On the day of your surgery, you will be admitted to the hospital. You’ll be asked to fill out paperwork such as waivers and then meet with your neurosurgeon and anesthesiologist. When they’re ready, you will be prepped for surgery.
Microvascular decompression is performed under general anesthesia by an experienced neurosurgeon. It’s a fairly unique procedure — your surgeon will create a small incision and then make a quarter-sized opening at the base of the skull. This allows for the use of a surgical microscope and the necessary instruments. The nerve and offending vessel are isolated, at which point the surgeon lifts the vessel away from the nerve, placing tiny Teflon pads between the two structures, effectively dampening the impact from the vessel on the nerve. Most patients notice immediate relief from their hemifacial spasm symptoms once they’ve undergone the surgery.
You will be taken to recovery where you’ll wake up from anesthesia. Then, when ready, you’ll be moved to the ICU for overnight observation. You may be asked to stand and even walk a bit once the anesthesia has completely worn off. The following day (about 24 hours later) you’ll be moved to a room for the remainder of your two- to three-day hospital stay.
When you’re released to go home, you’ll be given instructions on what you need to be doing and watching for over the next week.
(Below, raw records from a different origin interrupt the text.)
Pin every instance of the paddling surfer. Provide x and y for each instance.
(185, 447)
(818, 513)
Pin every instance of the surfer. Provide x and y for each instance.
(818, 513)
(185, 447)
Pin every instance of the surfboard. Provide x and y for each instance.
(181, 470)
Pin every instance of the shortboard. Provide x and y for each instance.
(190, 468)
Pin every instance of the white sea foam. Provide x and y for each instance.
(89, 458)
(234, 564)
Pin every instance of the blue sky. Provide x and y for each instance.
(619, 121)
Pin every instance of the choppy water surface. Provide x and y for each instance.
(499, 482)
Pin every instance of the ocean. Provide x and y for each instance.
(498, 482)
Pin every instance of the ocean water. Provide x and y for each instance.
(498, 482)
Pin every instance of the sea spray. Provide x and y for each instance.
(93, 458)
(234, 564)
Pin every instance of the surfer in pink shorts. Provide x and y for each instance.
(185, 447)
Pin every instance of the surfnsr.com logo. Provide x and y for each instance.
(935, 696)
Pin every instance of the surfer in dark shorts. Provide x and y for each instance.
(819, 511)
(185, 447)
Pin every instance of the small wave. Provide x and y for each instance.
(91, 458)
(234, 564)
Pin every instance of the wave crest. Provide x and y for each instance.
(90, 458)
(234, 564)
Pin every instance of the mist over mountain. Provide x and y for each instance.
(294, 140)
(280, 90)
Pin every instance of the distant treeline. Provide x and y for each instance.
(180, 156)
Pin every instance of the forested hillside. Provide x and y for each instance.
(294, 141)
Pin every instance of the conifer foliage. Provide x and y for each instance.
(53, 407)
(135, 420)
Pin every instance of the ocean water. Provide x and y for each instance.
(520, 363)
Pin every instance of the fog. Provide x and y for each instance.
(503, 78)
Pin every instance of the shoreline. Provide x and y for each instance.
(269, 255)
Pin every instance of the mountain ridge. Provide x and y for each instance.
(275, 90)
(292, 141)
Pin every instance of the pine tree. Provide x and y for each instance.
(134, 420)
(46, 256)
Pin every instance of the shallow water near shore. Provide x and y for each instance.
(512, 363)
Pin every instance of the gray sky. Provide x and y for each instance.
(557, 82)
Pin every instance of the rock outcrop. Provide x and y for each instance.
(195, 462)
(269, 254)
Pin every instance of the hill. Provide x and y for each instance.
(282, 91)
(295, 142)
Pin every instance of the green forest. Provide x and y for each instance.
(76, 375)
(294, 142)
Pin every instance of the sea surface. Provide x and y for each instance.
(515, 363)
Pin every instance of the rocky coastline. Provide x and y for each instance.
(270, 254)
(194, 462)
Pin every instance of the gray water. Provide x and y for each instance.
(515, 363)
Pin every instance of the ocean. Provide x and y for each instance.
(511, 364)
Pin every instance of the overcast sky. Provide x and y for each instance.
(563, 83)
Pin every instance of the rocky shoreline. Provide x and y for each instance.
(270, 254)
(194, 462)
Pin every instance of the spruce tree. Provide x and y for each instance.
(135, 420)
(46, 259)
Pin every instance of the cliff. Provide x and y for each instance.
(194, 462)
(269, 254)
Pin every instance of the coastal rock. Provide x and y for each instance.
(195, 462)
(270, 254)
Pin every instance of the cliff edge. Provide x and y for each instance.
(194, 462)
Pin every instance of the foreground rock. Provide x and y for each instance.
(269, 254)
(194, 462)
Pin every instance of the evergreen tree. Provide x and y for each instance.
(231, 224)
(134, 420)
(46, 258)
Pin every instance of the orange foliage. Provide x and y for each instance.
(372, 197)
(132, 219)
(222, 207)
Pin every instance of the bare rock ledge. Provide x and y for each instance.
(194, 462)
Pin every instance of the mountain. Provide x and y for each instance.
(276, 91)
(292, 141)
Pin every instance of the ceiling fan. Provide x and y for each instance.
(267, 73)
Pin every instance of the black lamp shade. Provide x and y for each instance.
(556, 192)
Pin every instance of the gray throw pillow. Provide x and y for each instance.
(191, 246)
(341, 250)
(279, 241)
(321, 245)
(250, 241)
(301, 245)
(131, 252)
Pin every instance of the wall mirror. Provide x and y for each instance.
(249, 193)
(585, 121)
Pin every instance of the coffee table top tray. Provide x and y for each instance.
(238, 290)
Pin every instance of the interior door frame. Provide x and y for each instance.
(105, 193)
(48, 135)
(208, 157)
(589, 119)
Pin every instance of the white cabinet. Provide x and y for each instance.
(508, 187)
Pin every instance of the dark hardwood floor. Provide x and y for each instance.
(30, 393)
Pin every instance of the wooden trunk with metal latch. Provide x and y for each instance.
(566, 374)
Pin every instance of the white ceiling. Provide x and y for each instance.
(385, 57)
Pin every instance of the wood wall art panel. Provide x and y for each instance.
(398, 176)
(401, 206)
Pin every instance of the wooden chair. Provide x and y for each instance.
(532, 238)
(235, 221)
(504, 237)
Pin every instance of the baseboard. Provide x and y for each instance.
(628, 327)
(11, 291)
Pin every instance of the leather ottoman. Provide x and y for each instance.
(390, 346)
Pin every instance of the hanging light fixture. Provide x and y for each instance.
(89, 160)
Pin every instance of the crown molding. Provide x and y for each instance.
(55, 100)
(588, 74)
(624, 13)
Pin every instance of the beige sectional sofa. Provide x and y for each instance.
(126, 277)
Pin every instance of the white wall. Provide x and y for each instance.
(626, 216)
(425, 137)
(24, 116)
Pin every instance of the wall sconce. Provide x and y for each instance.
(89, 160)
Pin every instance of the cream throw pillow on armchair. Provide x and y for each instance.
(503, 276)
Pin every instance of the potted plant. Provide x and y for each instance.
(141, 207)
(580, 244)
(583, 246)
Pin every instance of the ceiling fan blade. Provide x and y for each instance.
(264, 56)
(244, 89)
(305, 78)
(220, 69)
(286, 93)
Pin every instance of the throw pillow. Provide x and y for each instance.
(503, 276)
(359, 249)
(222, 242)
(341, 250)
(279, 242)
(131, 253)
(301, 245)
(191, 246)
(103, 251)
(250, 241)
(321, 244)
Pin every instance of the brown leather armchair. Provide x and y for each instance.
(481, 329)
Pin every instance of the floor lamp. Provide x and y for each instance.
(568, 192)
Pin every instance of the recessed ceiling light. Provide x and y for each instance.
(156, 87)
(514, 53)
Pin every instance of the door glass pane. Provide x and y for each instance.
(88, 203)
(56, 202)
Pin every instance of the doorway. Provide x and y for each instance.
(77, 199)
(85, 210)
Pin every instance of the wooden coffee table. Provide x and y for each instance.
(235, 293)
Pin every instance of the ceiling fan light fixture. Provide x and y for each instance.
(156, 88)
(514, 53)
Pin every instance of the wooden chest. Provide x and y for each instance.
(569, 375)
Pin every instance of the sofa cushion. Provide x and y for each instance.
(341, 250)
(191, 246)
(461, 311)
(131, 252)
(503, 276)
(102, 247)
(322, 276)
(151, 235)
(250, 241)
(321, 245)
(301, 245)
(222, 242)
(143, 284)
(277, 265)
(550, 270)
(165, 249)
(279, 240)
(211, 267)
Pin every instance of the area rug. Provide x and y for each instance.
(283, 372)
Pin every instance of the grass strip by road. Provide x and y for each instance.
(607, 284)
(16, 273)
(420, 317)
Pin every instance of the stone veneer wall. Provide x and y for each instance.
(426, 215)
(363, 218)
You may also be sent home with pain medications. You will need to arrange for transportation home, as it is not advised you drive yet. It’s helpful if someone nearby for at least the first five to seven days to take care of daily tasks such as cooking and housework. You may feel tired and have some pain at the incision site — this is normal.
Once you’ve passed the initial recovery period, you’ll return to your doctor’s office (seven days after surgery) so they can check your incision and make sure your recovery is going as expected. You will probably be cleared to increase your activity level a bit. By three weeks into your recovery, you can return to work (as long as you work in a light activity job or desk job). If you work in a job that requires a lot of lifting or rigorous activity, you may need to wait a little longer.
Living With Hemifacial Spasm
Regardless of the route you choose to take for managing your hemifacial spasm and its associated symptoms, it’s essential that you find a neurologist and neurosurgeon you trust. Once you’ve received your diagnosis for hemifacial spasm, you can start to take the steps needed to get your life — and your self-confidence — back from this treatable condition.